De ondergetekende stelt het volgende amendement voor:

I

Artikel I, onderdeel A, onderdeel 2, komt te luiden:

2. In het eerste lid wordt in de begripsomschrijving van betrokkene na «de vergunninghouder,» ingevoegd «de begunstigde van een andere beschikking,» en wordt «en de beoogd verkrijger van de erfpacht waarvoor toestemming is gevraagd als bedoeld in de begripsbepaling «vastgoedtransactie», onder 5°» vervangen door «de beoogd verkrijger van de erfpacht of de opstal waarvoor toestemming is gevraagd als bedoeld in de begripsbepaling «vastgoedtransactie», onder 5°, en de beoogd verkrijger van een recht op eigendom of een zakelijk recht waarvoor toestemming is gevraagd als bedoeld in de begripsbepaling «vastgoedtransactie», onder 6°».

II

Artikel I, onderdeel A, onderdeel 3, komt te luiden:

3. In het eerste lid, in de begripsomschrijving van vastgoedtransactie, vervalt aan het slot van subonderdeel 4° «of» en wordt subonderdeel 5° vervangen door:

  • 5°. toestemming voor vervreemding van erfpacht als bedoeld in artikel 91, eerste lid, van Boek 5 van het Burgerlijk Wetboek of opstal als bedoeld in artikel 104, tweede lid, van Boek 5 van het Burgerlijk Wetboek; of

  • 6°. toestemming voor het vervreemden van een recht op eigendom, of voor het vestigen, vervreemden of wijzigen van een zakelijk recht, ten aanzien van een registergoed dat de rechtspersoon met een overheidstaak heeft vervreemd onder de voorwaarde dat de verkrijger en zijn rechtsopvolgers verplicht zijn voor handelingen als hiervoor vermeld toestemming te vragen aan voornoemde rechtspersoon.

Toelichting

De Bibob is een essentieel preventief bestuursrechtelijk instrument van de overheid om te voorkomen dat er criminele activiteiten worden gefaciliteerd.

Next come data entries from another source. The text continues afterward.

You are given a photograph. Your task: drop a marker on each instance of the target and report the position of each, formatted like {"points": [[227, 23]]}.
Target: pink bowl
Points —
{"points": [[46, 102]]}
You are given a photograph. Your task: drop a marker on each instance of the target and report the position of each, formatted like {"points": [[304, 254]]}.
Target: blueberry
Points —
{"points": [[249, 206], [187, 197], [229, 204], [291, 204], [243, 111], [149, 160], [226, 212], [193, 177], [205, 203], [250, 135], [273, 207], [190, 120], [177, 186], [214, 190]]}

Ook beschermt de Bibob de concurrentiepositie van bonafide ondernemers. Wanneer er een ernstig gevaar dreigt dat een vastgoedtransactie wordt misbruikt voor criminele activiteiten, dan kunnen gemeenten op grond van de wet Bibob beslissen dat een vastgoedtransactie niet wordt aangegaan of een ter zake gesloten overeenkomst ontbinden.

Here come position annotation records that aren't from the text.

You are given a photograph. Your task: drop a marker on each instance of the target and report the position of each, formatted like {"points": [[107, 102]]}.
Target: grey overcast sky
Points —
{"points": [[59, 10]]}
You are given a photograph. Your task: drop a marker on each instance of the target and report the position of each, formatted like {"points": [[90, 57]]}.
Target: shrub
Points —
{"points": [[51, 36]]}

Het komt in de gemeentelijke praktijk regelmatig voor dat gemeenten een vastgoedovereenkomst sluiten met derden, waarin is bepaald dat wanneer de derde het pand weer verkoopt, de derde toestemming moet vragen aan de gemeente om te mogen verkopen. Daarbij wordt vaak een kettingbeding overeengekomen en gevestigd zodat iedere opvolgende eigenaar eveneens toestemming moet vragen aan de gemeente voor de verkoop van het pand. Deze toestemmingen/kettingbedingen vallen momenteel niet onder de reikwijdte van de wet Bibob. Hierdoor bestaat er volgens gemeenten een risico op het faciliteren van malafide ondernemers. Derhalve acht de indiener het noodzakelijk dat gemeenten in staat worden gesteld om ook in deze gevallen de Bibob effectief te kunnen gebruiken en aldus alle toestemmingen/kettingbedingen onder de reikwijdte van de Bibob te brengen. Hiermee wordt aangesloten bij het eerdere consultatieadvies van de G4 en B5 Gemeenten.1

Het amendement maakt het mogelijk om een Bibob-onderzoek te doen naar de verkrijger van voormalig overheidsvastgoed waarop een kettingbeding rust dat toekomstige eigenaren en rechthebbenden verplicht om voor elke doorverkoop of vervreemding toestemming te vragen aan de overheid die voorheen eigenaar was. Het gaat in deze situaties om verkoop van vastgoed tussen natuurlijke personen of rechtspersonen, waarbij de rechtspersoon met een overheidstaak, toen deze het vastgoed vervreemdde, heeft bepaald dat toestemming vereist is voor elke toekomstige doorverkoop of vervreemding van dat voormalige overheidsvastgoed. Volgens het kettingbeding moet die toestemming worden gevraagd aan de overheid («rechtspersoon met een overheidstaak») die het vastgoed heeft vervreemd.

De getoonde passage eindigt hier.